Double trouble
The crux of the sustainability challenge, is that everybody, every year, wants more for less, and 'less' includes negative impacts on ecosystems and environments – not just financials. That creates a perennial pressure on enterprises to further cut costs and make room for sustainability while maintaining profit. The pressure further increases with new regulations requiring the disclosure of double materiality i.e. the adverse impact of a business on the society and environment, and the financial impact on the business from sustainability-related issues. Given how global and hyper-linked our industries are, every enterprise will sooner or later will suffer economic stress. The pressure will propagate through daisy chains of demand and supply, as organisations end up implicating each other in materiality assessments (like when reportingVAT), and the regulations extend to smaller enterprises.
The problem is, too many enterprises are already running lean, while relying on overstretched supply chains. In many businesses, buffers and margins are already thin. The pandemic showed us.
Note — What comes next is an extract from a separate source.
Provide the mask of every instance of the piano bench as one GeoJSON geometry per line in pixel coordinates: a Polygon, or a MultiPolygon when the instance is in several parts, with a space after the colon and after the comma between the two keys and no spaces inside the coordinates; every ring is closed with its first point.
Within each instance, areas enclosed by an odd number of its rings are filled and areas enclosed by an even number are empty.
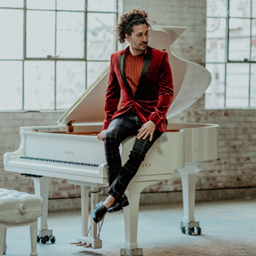
{"type": "Polygon", "coordinates": [[[0,256],[6,253],[6,230],[30,226],[31,256],[38,256],[38,218],[43,214],[43,198],[0,189],[0,256]]]}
Decades of cost-cutting, financial engineering, and outsourcing have left little room for manoeuvre, let alone the extraordinary and open-ended costs of sustainability. In the past, if customers or suppliers would not absorb a cost, enterprises could simply 'dump it' into an ecosystem or environment and get away with it. But today, societies are more alert because of climate change. Regulators and ESG investors and forcing negative externalities back into annual reports and financial statements.
So, if the ideas of simply reducing production and consumption, and everybody paying more for less, don't grab our societies. And, if shareholders and citizens aren't hesitant to vote out those who promise less for less. Then, whether promising demand, or promising supply, how will everybody continue to promise more for less?